La ropa en el área donde estaba ese vestido costaba al menos 50,000 yuan. Si realmente lo compraba, no podría hacer nada más.
¡Su padre solo le había dado un poco más de 50,000 yuan!
—Wu Hua…
Lin Yuyun todavía quería actuar coquetamente, pero vio que la expresión de Wu Hua ya se había oscurecido. Su corazón se tensó, y solo pudo seguirlo.
Sin embargo, antes de irse, le dijo a Chen Yun:
—Chen Yun, no sé cómo descubriste que estoy aquí, pero espero que sepas algo. Ya se acabó lo nuestro.
Si Chen Yun no sabía que ella estaba aquí, ¿por qué haría deliberadamente algo tan sensacionalista frente a ella?
Era realmente lamentable. Parecía que ya había abandonado la única ventaja que había descuidado.
—Eh, estás loca.
Sin embargo, Chen Yun solo negó con la cabeza. Sin esperar a que Lin Yuyun se burlara de él, sacó su tarjeta.
—Ya te dije antes que tengo dinero.
Al instante, todas las miradas se centraron en la tarjeta negra en su mano.
—¡¿Qué es esto?!
Antes de que Lin Yuyun pudiera terminar su desdén, Wu Hua, que había tratado todo como una farsa, tembló. Miró la tarjeta negra en la mano de Chen Yun con incredulidad.
—¿Esa tarjeta es del Banco Jiang…?
Estaba un poco inseguro.
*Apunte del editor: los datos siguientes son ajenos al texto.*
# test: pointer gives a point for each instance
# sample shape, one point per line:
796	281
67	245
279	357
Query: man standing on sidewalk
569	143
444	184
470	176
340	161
Su padre le había presumido sobre la tarjeta negra del Banco Jiang en el pasado. ¡Según su padre, no había más de diez tarjetas en toda China!
¿Qué tipo de concepto era este?
—¿Banco Jiang? ¿Podría ser ese banco en Ciudad Jiang?
Una hermosa dependienta no pudo evitar cubrirse la boca.
También había visto clientes del Banco Jiang en el índice cuando se unió a la empresa por primera vez, pero no había clientes con una tarjeta negra entre ellos.
—¡Apártense, apártense!
En ese momento, una hermosa mujer con curvas entró corriendo.
—¿Dónde está el Director Chen?
—¿Gerente?
Esta era la primera vez que las dependientas habían visto a la hermosa gerente, quien siempre se había enorgullecido de ser una erudita, tan nerviosa. Estaban extremadamente sorprendidas.
En ese momento, la gerente ya había visto a Chen Yun sosteniendo la tarjeta negra del Banco Jiang. Cuando vio los tenues patrones de dragón en la tarjeta negra, su expresión inmediatamente se volvió encantadora.
—¿Es usted el Director Chen?
Lin Yuyun pensó con incredulidad.
Esto era imposible. Ella había visto cómo había vivido Chen Yun en los últimos seis meses. No había razón para que le estuviera mintiendo.
Sin embargo, ¿qué estaba pasando ahora?
—¿Me conoces?
Chen Yun estaba un poco desconcertado.
—Director Chen, debe estar bromeando. ¿Quién en todo el edificio no lo conoce?
Xie Xiaohong parpadeó.
—Los superiores ya han instruido que su autoridad ha sido temporalmente ajustada al nivel más alto.
Podía darse cuenta solo por su nombre.